We all believe we know what libraries do but are you aware that not only do they do the things that one would expect, but also many library authorities offer  housebound residents the chance to borrow books in a range of formats and films on dvd and music on cd as well. They offer many free courses connected with computer literacy, career choices and cv workshops, provide a wealth of extra information about their locality (both for tourists and residents alike). They host many clubs across the age groups for readers in connection with The Reading Agency: starting with involvement in Bookstart for Babies, continuing with Chatterbooks for primary school children and onto reading groups and the exciting Groupthing and Headspace projects for older children and My Voice for older people.  Many library services provide reading group collections with books available to  privately run reading groups as well as hosting their own.

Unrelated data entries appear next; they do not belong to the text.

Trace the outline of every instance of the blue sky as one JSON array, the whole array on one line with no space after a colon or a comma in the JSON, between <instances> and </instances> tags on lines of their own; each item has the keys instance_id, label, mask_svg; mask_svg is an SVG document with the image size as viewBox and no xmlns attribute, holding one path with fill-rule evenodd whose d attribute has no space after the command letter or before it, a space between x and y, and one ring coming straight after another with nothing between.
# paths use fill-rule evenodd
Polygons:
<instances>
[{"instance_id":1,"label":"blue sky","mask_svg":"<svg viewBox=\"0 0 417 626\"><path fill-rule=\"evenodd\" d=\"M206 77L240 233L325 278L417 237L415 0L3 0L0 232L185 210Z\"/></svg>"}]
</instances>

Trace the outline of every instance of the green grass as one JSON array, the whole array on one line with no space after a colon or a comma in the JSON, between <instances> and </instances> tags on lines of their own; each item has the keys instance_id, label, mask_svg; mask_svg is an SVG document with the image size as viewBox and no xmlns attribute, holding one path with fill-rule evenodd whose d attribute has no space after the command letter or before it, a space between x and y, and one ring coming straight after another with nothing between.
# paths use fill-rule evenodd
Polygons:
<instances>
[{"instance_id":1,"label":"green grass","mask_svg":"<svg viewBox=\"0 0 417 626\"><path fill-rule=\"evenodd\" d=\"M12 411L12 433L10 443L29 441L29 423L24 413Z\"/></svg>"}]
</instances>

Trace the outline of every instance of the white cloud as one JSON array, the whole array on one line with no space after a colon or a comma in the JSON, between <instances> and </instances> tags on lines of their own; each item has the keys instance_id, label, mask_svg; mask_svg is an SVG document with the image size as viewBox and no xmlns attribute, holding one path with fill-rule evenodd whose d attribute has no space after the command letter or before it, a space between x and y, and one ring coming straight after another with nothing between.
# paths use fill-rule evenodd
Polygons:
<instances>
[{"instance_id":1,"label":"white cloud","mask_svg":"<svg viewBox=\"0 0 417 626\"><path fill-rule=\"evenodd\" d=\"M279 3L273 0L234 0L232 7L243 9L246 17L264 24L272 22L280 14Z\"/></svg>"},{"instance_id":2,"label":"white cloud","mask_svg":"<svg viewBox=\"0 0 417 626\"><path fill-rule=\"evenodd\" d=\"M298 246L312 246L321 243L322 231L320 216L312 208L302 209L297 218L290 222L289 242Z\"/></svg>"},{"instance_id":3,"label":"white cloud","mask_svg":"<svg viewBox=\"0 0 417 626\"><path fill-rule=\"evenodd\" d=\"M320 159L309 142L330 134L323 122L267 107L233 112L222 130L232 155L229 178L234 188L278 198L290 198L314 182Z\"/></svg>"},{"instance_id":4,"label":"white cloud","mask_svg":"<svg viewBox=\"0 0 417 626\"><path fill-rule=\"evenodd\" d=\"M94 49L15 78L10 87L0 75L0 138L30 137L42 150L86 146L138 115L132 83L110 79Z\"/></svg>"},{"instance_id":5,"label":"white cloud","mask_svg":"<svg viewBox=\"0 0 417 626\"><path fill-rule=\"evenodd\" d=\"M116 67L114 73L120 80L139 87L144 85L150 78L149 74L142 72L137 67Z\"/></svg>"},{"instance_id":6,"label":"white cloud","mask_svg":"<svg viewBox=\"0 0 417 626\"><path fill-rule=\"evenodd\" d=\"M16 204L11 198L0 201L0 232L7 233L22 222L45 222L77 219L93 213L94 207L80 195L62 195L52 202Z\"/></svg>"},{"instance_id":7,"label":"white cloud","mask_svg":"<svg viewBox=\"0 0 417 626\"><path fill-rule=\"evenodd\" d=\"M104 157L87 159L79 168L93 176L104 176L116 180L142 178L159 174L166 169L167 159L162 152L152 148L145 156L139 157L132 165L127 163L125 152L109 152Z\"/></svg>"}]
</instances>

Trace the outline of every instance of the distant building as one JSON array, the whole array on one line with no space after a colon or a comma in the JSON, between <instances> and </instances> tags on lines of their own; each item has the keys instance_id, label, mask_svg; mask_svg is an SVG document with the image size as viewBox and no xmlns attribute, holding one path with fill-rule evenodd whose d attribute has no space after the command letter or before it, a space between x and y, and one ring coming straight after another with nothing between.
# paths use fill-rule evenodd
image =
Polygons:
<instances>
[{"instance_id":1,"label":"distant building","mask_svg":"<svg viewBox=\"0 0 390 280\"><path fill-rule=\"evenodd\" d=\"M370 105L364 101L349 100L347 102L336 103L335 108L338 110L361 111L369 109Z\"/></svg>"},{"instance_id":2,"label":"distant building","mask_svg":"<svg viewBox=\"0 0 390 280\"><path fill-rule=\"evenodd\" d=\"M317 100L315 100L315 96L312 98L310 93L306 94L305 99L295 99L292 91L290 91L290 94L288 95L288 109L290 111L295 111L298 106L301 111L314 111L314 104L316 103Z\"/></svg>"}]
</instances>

Library services are supported by so many authors who not only use their local libraries but also do readings, booksignings and talks.  Some library services have also provided bibliotherapy groups for their readers based on the model ‘Get into Reading’, established by The Reader Organisation, who have categorical evidence suggesting that involvement in one of their groups has improved adult literacy for  members of the community from differing social backgrounds as well as offered support for those who are lonely, elderly and sick.  Bibliotherapy has also been shown to assist school age children in these areas where other methods of support haven’t helped them, the library service takes this opportunity into the community in schools and community centres.